Newtown Creek, one of the outer boroughs' finest channels of radioactive fecal matter, has captured the imagination of urban explorers and amateur historians around the city—understand the history of Newtown Creek, and you're on your way to knowing a hell of a lot about New York's industrial past.

You'd be hard-pressed to find an explorer more enthusiastic about the creek's past and present than Mitch Waxman. Known as the official historian of the Newtown Creek Alliance, his interest in Ole' Black Mayonnaise was born a few years back when his doctor told him he had to start running, for the health of his heart. But "having grown up in Brooklyn, the only thing that’s gonna make me run is if something’s chasing me," he said. He took up walking as a compromise, bringing a camera along with him to document anything interesting. Turns out he found plenty to photograph.

"You have this urban nightmare in the middle of the city—I call it the currently undefended border of Brooklyn and Queens," he told us during an interview last week. "It’s an absolute wonderland. If you’re into infrastructure, if you’re into tug boats, any of the big industry stuff— phew, you just found heaven."

Waxman offers regular tours of what he refers to as the "Poison Cauldron," a three mile expanse of Greenpoint that covers the site of the disastrous Greenpoint Oil Spill and the damned Kosciuszko Bridge. "Everybody knows the oil story over at Greenpoint, but that’s just a part of the oil story of Newtown Creek," he said. "If you were to drop back a hundred years in time to the first World War, there was more traffic movement along the Newtown Creek than the entire Mississippi River."

The first part of the tour leads participants past sites of various quondam refineries, the most important of which was Standard Oil, eventually to become Exxon Mobil. Waxman said the company still has a visible presence along the water, apparent to anyone who knows where to look: "They have a whole series of wells which are slurping up the Greenpoint oil spill. They do it very quietly, but they have several hundred recovery wells operating all over the area."
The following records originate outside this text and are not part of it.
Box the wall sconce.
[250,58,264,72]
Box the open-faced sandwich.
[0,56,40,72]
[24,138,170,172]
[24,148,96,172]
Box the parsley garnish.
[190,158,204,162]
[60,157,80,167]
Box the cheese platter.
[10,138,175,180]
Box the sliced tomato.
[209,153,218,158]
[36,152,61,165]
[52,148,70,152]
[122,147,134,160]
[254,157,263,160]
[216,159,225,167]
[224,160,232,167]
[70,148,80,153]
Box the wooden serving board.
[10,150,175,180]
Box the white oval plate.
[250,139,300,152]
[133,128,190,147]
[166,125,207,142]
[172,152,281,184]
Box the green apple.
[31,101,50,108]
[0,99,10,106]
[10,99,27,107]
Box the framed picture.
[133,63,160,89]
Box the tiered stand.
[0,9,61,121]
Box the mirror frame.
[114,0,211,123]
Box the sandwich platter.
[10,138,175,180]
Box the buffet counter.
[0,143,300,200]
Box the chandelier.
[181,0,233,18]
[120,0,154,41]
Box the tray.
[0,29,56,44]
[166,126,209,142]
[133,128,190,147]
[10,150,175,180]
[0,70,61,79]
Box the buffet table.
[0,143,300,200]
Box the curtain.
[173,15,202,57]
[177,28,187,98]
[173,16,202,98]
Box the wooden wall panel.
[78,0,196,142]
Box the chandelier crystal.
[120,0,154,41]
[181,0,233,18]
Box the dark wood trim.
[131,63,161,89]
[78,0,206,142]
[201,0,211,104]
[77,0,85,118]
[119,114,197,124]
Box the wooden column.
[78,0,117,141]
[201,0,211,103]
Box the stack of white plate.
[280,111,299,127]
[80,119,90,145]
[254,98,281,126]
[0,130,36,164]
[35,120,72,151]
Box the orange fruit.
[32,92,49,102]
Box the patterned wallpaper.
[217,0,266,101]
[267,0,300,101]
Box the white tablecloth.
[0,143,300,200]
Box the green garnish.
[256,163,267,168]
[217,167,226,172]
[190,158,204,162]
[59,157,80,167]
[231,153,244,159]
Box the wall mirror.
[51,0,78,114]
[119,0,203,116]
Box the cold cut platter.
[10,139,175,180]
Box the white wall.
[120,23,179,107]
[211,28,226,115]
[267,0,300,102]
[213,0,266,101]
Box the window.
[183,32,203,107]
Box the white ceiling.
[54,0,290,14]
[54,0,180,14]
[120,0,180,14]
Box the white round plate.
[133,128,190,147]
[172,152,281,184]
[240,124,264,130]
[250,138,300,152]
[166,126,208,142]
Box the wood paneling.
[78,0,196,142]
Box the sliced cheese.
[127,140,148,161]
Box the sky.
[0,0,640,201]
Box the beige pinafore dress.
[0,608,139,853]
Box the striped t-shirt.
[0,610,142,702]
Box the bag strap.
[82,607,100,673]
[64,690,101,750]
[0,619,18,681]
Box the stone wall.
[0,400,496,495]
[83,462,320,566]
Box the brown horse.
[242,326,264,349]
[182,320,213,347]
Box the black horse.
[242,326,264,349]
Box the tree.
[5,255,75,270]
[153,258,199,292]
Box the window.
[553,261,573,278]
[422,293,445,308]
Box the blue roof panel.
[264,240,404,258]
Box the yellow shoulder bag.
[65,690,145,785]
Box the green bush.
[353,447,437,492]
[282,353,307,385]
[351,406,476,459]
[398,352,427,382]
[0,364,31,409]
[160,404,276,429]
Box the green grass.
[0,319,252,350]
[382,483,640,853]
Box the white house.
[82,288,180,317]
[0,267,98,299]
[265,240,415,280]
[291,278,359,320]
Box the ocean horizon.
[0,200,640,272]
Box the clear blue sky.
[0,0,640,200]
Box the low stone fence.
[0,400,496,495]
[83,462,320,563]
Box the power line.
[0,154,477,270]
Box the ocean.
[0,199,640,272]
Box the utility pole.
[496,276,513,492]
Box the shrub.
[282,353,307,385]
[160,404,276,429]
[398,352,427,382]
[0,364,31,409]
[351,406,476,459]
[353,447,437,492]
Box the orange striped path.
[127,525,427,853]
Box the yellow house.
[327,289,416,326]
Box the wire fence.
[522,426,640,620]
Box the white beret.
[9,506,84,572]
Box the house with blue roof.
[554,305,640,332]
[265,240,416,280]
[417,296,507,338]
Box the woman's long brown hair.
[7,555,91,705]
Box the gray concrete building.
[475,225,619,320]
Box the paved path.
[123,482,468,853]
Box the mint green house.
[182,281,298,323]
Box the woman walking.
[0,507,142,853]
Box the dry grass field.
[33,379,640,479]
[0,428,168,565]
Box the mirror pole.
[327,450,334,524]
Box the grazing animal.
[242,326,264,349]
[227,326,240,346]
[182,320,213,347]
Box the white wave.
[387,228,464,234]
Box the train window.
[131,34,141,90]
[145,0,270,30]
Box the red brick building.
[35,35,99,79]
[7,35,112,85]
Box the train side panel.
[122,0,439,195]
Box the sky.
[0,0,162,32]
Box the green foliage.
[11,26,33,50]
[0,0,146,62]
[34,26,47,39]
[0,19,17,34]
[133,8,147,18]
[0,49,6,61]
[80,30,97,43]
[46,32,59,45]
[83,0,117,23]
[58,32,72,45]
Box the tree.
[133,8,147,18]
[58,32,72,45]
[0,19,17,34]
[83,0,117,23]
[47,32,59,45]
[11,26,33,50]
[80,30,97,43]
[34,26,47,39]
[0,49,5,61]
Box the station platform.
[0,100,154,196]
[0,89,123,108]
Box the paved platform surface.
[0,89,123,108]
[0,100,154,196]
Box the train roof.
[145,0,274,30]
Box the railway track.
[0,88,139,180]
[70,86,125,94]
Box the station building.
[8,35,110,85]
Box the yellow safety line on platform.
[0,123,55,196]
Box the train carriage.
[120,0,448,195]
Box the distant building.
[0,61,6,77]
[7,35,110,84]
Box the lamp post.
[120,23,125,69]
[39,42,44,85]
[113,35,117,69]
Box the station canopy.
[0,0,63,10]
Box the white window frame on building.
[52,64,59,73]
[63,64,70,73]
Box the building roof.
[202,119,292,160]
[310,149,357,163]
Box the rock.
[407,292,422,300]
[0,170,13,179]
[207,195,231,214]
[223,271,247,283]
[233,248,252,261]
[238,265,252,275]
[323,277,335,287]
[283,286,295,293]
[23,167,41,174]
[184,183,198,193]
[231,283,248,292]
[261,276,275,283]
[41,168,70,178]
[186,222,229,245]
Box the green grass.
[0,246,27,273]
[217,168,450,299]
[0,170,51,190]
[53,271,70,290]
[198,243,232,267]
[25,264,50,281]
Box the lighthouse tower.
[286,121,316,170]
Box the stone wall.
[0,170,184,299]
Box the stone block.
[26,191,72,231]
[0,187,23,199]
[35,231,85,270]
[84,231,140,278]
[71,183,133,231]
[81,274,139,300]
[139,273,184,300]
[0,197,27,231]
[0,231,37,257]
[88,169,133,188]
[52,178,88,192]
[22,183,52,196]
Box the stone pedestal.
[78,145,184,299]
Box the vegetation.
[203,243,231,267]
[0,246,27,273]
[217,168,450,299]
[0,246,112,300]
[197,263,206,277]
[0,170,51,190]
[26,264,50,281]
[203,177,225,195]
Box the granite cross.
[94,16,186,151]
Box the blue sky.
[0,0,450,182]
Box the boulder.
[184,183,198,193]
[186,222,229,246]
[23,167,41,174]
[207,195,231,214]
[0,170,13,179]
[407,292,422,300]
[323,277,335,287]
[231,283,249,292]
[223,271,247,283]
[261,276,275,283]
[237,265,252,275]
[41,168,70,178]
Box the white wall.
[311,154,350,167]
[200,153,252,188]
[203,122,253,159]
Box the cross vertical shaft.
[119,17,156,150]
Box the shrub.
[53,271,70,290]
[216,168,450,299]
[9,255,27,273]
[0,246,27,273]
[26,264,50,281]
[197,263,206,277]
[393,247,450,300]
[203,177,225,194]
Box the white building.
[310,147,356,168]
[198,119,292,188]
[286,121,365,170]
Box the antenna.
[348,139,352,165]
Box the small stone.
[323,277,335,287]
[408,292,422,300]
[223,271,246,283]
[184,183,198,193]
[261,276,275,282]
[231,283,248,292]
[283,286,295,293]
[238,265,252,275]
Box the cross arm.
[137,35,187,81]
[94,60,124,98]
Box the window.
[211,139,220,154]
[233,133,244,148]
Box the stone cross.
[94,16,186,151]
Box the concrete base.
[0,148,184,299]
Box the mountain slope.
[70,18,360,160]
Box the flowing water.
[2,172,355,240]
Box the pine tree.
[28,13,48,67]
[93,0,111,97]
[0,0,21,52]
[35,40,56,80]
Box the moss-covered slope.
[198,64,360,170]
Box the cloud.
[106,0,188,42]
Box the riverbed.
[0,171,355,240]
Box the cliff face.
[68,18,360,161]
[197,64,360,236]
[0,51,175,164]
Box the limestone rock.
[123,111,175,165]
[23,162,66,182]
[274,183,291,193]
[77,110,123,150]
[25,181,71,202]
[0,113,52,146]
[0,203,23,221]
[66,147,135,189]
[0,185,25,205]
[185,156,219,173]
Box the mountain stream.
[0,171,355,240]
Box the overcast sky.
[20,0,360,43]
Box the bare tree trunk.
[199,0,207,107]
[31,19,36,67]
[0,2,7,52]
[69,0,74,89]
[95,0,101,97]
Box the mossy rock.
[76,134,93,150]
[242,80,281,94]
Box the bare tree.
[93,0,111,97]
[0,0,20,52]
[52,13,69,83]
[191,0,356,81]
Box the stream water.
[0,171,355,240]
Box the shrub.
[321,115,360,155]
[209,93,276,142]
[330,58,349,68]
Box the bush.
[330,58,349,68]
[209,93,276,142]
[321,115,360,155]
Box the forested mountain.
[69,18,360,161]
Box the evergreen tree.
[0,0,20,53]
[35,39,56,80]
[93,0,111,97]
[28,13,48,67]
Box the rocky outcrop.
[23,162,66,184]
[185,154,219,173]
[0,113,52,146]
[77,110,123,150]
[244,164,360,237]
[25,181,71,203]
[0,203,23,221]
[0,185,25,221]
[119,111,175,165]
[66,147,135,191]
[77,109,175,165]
Most, he said, are camouflaged by other businesses or hidden behind fences. But why? "If you heard that there was free petroleum flowing out of the ground, you’d be over there with a bucket in ten minutes," he said. It's happened before: "About 15 years ago, there was some guy in Greenpoint who decided to set up a drill in his backyard. He was actually trying to harvest oil from the Greenpoint spill to heat his house." But once the drill punched through the limestone crust that sits beneath Greenpoint, the entire neighborhood began to reek of oil. "Apparently DEC had to drive around with specialized equipment to track down where this was, and at this guy’s house, they find a derrick in his backyard," he said.

Tourgoers then move along to the Meeker Avenue plumes, a concentration of "hazardous vapors" composed of chemicals that continue to hover over the ground—the noxious specter of dry cleaners past. It then ambles past the former Penny Bridge, which was replaced by the Kosciuszko Bridge in 1939.

Waxman cheekily refers to the area below the bridge as DUKBO—(Down Under the Kosciuszko Bridge Overpass)—"simply because I think we should get ahead of the real estate guys on this stuff." Unlike its Manhattan Bridge counterpart, DUKBO is populated not by wealthy loft owners and a well-manicured park, but a concentration of waste transfer stations, which together process around 40 percent of the 12 million tons of trash New York generates on a given day.

Waxman says his Poison Cauldron tour gives inquisitive New Yorkers a rare chance to pull aside the filth-streaked curtain and take a look at the inner-workings of their city. "Ninety-nine percent of New Yorkers don’t know Newtown Creek is there. They don’t know what happens to their garbage after it gets picked up, they don’t know where the gasoline in their car comes from, and they really have no clue about what these communities look like," he said. "I operate under the concept of 'it’s not good, it’s not bad, it just is.' Mainly I'm trying to build some awareness so people can make their own decisions."

By offering people a glimpse of the past, Waxman says he also hopes to inspire thoughts about the future. "The community really needs to start thinking about what they want the Newtown Creek of 2100 to look like. Do we want to think about it as an industrial base that even today supplies 18,000 blue collar jobs? Do we want to start thinking of converting it over to some sort of public space, or green space?"

"I just want people to start becoming familiar with the area, and understanding the consequences of the lifestyle we all lead."